The Bank of England (BOE) has today announced an interest rate rise of 0.25%. Rates had been at a historic low of 0.1%, but the BOE has made the decision in the face of rising inflation.[1]

As a result, online mortgage broker, Trussle, has calculated that this increase could add £324.48 onto the average mortgage annually.[2] This is because many homeowners unknowingly sit on Standard Variable Rates which will now increase in line with the interest rate rise.

In a bid to help homeowners navigate the next few months, Trussle has put together a checklist to try and help the British public navigate a changing market.

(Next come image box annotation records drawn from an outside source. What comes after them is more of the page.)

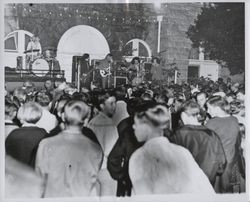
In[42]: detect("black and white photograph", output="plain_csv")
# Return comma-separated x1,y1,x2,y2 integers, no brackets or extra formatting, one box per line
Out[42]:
1,0,249,201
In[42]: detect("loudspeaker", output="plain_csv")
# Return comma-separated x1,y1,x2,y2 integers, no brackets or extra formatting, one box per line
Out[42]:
114,76,128,88
144,63,152,81
16,56,23,69
71,55,81,84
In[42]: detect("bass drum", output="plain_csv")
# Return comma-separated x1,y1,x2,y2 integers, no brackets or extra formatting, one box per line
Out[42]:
32,58,49,76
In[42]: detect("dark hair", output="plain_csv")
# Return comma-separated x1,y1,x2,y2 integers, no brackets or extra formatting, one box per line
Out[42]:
195,91,208,101
180,100,200,116
35,92,51,107
95,90,115,110
64,100,90,126
82,53,89,60
151,57,160,64
207,95,230,113
131,57,140,65
4,100,17,118
127,97,143,116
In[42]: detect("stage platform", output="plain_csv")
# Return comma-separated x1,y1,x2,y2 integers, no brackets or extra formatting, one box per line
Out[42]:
5,68,66,91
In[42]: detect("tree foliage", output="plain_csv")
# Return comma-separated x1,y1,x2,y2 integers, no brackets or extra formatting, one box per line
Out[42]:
187,3,245,74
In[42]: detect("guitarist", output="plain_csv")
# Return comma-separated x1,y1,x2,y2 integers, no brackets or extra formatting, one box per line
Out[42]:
96,53,113,89
80,53,92,89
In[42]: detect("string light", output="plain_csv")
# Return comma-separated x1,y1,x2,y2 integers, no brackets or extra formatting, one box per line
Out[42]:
20,5,160,24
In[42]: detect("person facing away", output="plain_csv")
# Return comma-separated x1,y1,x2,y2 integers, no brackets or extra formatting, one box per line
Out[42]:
87,91,118,196
170,100,226,191
206,96,244,193
129,102,214,195
5,102,47,168
36,100,103,197
4,100,18,139
35,91,58,133
97,53,113,89
108,98,145,196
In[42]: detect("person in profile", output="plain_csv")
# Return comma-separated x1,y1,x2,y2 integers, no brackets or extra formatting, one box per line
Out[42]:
129,104,215,195
25,35,42,70
97,53,113,89
35,100,103,197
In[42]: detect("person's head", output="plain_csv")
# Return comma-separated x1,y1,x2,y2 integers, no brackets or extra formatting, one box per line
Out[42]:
115,86,126,100
105,53,113,63
141,92,153,100
44,79,54,90
82,53,89,61
231,83,240,93
4,101,17,121
13,88,27,105
133,101,170,142
30,35,36,42
17,102,42,124
62,100,90,127
180,100,200,125
196,92,207,108
23,80,35,88
56,98,70,122
131,57,140,65
152,57,160,64
97,91,116,117
35,91,51,108
207,96,230,117
155,93,168,104
127,97,143,117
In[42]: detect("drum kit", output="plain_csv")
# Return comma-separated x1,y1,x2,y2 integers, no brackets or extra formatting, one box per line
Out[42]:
24,49,60,77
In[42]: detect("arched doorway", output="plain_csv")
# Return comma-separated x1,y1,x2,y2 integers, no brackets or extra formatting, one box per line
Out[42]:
3,30,33,68
57,25,110,81
125,38,152,62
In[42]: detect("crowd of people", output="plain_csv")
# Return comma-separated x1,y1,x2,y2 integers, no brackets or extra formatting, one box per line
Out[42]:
5,77,245,198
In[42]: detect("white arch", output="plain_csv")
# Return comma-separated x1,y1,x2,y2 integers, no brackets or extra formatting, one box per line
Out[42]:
57,25,110,81
3,30,33,67
126,38,152,57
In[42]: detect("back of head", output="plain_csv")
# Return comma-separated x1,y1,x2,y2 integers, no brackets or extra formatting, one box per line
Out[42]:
4,101,17,120
64,100,90,126
95,90,115,110
36,91,51,107
129,137,214,194
136,101,170,130
207,96,230,113
17,102,42,124
180,100,200,116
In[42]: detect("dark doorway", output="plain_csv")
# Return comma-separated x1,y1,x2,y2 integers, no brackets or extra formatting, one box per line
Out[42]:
187,66,199,82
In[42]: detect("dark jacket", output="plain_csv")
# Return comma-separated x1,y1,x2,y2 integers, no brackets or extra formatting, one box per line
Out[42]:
5,126,47,168
107,117,143,196
171,125,226,189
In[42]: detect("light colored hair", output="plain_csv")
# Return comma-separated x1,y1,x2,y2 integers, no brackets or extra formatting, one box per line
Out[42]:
17,102,42,123
64,100,90,125
136,104,170,129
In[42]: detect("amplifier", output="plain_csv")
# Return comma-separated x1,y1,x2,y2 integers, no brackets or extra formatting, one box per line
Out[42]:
114,76,128,88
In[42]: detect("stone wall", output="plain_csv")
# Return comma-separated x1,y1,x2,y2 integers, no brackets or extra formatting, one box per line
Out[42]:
5,3,202,81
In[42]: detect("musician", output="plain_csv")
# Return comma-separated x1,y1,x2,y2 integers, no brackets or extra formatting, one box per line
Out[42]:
128,57,145,85
151,57,164,81
97,53,113,89
26,35,42,69
43,49,60,77
79,53,92,89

  1. Remember you can usually remortgage a full six months before your deal finishes. The advice from us is to take advantage of the current deals sooner rather than later. Previous research from Trussle found that people can save an average of £3,500 a year by remortgaging[3], which is equivalent to 15% of the UK’s average salary.[4] You may have to pay an early repayment charge to your existing lender if you remortgage.

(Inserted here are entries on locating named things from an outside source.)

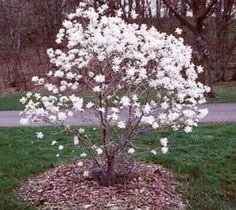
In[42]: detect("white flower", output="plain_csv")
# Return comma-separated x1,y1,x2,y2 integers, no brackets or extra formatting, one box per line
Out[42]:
36,131,44,139
32,76,39,82
26,92,33,98
199,109,208,119
184,126,193,133
51,141,57,146
77,161,84,167
120,96,130,107
20,118,29,125
79,128,85,134
152,122,160,129
175,28,183,35
58,145,64,150
150,149,157,155
88,71,94,77
161,147,168,154
96,147,103,155
54,70,64,78
80,152,87,157
117,121,126,128
143,104,151,114
128,148,135,154
20,97,27,104
57,112,67,121
94,74,105,83
74,136,79,145
93,86,101,93
160,138,168,147
161,102,169,109
86,101,94,109
83,171,90,177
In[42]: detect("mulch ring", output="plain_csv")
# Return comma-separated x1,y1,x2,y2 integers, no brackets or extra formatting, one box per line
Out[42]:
19,160,186,210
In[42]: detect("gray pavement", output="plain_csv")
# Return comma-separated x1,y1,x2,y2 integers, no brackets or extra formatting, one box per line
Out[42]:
0,103,236,127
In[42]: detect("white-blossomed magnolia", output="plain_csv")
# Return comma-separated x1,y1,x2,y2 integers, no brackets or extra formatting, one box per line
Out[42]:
21,3,209,185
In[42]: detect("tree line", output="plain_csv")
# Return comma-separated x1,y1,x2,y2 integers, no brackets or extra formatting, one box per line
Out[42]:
0,0,236,90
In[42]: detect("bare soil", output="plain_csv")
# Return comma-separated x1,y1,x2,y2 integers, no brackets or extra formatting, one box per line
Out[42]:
19,160,186,210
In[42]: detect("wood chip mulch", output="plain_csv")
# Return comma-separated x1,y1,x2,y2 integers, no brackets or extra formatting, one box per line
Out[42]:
19,160,186,210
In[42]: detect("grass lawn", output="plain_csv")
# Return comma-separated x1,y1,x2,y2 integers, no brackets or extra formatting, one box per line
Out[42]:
208,82,236,103
0,93,24,110
0,124,236,210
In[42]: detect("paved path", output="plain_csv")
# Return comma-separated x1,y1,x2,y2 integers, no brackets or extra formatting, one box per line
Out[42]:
0,103,236,127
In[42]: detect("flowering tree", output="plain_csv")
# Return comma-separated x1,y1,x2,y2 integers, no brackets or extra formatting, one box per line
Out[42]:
21,3,208,185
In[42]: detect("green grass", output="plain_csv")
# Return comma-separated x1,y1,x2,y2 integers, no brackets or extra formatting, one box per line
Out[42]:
0,93,24,110
0,124,236,210
208,82,236,103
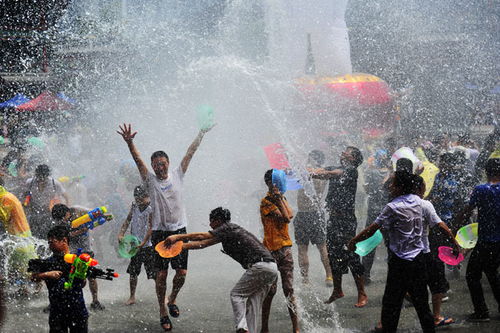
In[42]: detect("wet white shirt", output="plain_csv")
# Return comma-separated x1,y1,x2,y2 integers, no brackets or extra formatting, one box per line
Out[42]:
145,166,187,231
130,203,153,247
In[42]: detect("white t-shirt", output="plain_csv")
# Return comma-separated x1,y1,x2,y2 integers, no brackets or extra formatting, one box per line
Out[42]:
130,203,153,246
145,166,187,231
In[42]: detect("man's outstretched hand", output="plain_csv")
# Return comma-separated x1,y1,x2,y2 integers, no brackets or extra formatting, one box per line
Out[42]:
116,124,137,143
200,124,217,134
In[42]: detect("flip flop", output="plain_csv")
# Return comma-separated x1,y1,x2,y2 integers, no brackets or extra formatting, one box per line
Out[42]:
434,317,455,327
160,316,174,332
167,304,181,318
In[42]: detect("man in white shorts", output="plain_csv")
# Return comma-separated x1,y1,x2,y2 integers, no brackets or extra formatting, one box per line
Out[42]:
117,124,213,331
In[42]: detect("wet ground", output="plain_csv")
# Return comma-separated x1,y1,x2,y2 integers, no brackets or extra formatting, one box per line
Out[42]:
1,245,500,333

  2. Do you qualify for a green mortgage? A green mortgage essentially rewards you for having an energy efficient home by offering you more favourable rates. Check the status of the home you are currently in or any new purchase (A or B on your EPC certificates) as savings could be made here. Green mortgages can offer lower mortgage rates, cashback when you take out the mortgage, or additional borrowing at lower rates. NatWest, Halifax and Barclays are lenders who offer green mortgages, with NatWest offering a reduced rate on a two-year or a five-year fixed-rate mortgage, along with cashback.[5
  3. Investigate part and part mortgages. If your income is not always steady (for example for those who rely on bonuses or commission payments) and you, therefore, need a lower monthly payment, part and part mortgages could be the way to go. This is where some of the loan is repayment and some is interest only. Good brokers can fit these products to suit your needs and then make sure you have an overpayment clause to allow you to take advantage and pay off more when that extra income comes in.
  1. Think about overpaying. While rates are low, now would be a good time to start paying that bit extra every month, or as a one-off, if you can. Check your criteria as most mortgages allow you to overpay by up to 10% per year and the amount that can be saved by doing this regularly is staggering. Overpaying by just £50 per month can knock almost 2 years off your mortgage and save you over £5,000 during its lifetime.[6]

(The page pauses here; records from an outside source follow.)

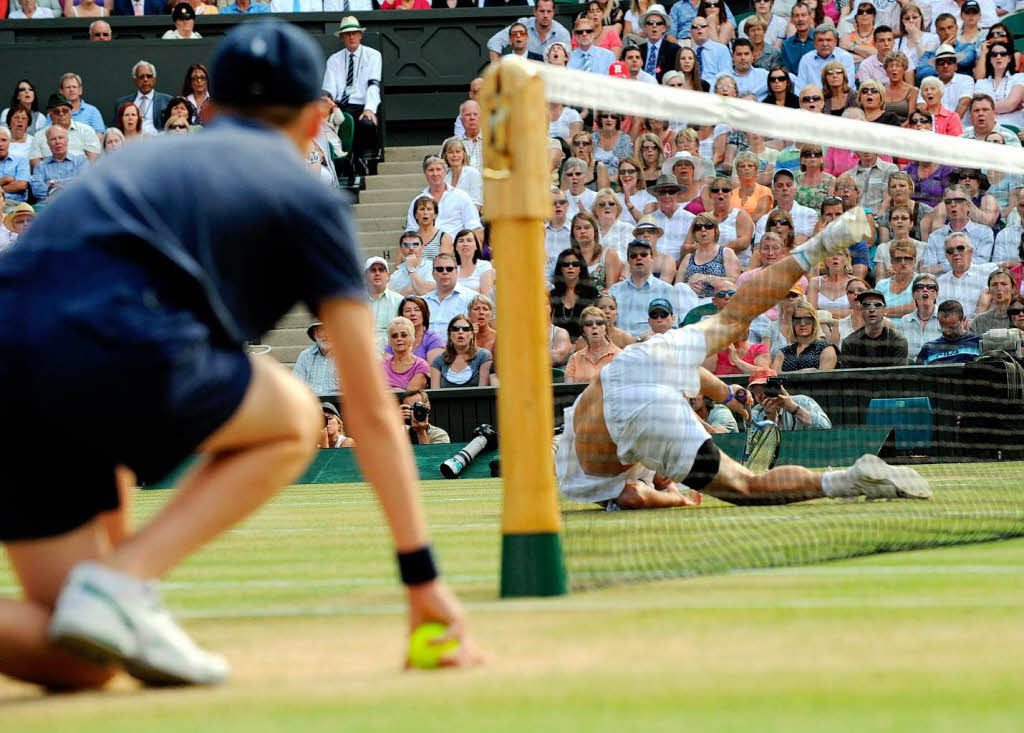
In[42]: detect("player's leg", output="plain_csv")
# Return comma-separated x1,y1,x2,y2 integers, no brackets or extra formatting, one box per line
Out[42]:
0,517,117,689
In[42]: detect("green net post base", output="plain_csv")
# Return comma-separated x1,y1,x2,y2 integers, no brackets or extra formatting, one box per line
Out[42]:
501,532,568,598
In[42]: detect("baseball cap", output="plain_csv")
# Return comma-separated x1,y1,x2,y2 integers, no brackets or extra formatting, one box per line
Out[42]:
746,367,778,387
210,18,325,107
171,2,196,20
362,257,391,272
857,290,886,303
608,61,630,79
647,298,676,315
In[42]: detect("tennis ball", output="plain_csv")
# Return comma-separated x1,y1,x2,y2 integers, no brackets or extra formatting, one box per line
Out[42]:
409,621,459,670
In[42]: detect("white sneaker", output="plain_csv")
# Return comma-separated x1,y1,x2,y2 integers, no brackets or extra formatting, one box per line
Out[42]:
47,562,228,686
850,456,932,499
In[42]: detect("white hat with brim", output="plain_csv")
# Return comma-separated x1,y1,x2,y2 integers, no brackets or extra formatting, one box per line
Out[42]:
640,5,672,26
334,15,367,36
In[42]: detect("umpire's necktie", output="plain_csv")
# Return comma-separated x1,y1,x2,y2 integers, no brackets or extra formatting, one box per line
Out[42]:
341,51,355,105
644,43,657,76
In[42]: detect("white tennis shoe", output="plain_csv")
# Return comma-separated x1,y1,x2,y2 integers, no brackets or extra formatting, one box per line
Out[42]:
849,455,932,499
47,562,229,686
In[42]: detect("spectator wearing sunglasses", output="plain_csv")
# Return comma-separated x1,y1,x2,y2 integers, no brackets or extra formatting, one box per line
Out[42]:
896,272,941,361
916,300,981,365
968,269,1017,335
840,290,908,369
430,313,492,389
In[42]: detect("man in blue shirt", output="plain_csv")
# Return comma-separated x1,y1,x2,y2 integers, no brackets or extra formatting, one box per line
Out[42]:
32,125,86,209
781,2,814,74
0,18,476,689
918,300,981,365
567,17,616,75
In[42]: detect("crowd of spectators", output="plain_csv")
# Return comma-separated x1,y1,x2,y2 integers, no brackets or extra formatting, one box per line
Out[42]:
0,0,1024,439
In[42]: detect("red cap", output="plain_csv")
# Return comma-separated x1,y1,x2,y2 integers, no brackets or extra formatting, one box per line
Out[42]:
746,367,778,387
608,61,630,79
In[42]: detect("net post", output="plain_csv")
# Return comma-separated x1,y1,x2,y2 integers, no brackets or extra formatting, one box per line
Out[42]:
480,56,566,598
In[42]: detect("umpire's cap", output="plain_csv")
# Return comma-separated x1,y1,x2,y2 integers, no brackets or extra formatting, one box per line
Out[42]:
210,18,325,106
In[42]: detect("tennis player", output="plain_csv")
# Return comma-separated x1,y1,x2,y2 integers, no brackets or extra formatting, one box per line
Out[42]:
555,208,932,509
0,19,477,688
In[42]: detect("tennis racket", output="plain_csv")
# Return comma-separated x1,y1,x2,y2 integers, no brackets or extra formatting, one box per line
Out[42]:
743,420,782,473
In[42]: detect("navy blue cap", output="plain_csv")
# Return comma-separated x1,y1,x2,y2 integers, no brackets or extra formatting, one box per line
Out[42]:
210,18,325,106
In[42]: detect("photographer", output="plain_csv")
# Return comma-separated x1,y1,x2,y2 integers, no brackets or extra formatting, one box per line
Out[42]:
746,367,831,430
398,389,452,445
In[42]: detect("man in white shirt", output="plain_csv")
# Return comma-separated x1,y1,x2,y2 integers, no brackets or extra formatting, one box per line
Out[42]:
324,15,382,173
755,168,818,240
423,252,479,341
797,23,857,89
111,60,171,135
729,38,768,99
637,175,699,264
921,185,994,274
929,231,998,318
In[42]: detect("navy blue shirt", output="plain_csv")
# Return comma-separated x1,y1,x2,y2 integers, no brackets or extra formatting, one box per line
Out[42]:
918,334,981,364
0,119,365,344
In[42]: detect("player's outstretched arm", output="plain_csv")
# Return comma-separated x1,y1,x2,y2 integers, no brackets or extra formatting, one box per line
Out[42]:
319,298,479,665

  1. Ever thought about an offset mortgage? This links your savings account to your mortgage and means lenders will treat any savings you have like mortgage overpayments. You will still be able to dip into the savings you’ve chosen to offset, but this will affect the interest you pay. You will also need to have your savings and mortgage with the same provider.
  1. If you are a FTB try to get as big a deposit as possible. A bigger deposit would mean lower interest rates when it comes to getting a mortgage. It also would make you more eligible for a mortgage at the outset. This might be the time to ask the Bank of Mum & Dad to help out – they probably have a lower interest rate than the standard lenders! This is also completely normal, research has shown that 40% of buyers now need family support to purchase their first home.[7] Ideally, a 20% deposit is a good starting point, but if a 25% were to be obtainable it is likely even better rates will be available. Trussle’s best first time buyer mortgage is a 2 year fixed rate at 1.68% from Principality Building Society[8].

Miles Robinson, head of mortgages at Trussle: “Over the past year, house prices have seen record growth. But, while it’s positive that house prices remain strong, we must face up to what looks to be a difficult winter for household finances. Families are facing a steep rise in energy bills, as well as an increase in the general cost of living. As such, with interest rates on the rise, now is a good time for people to start looking at their outgoings and mortgages are the perfect place to start. Every homeowner has one, but many don’t understand just how much they can be paying by not having the right product for them. Speaking with an independent adviser can help you understand your options and make the best choice. You could potentially save thousands of pounds per year by switching.”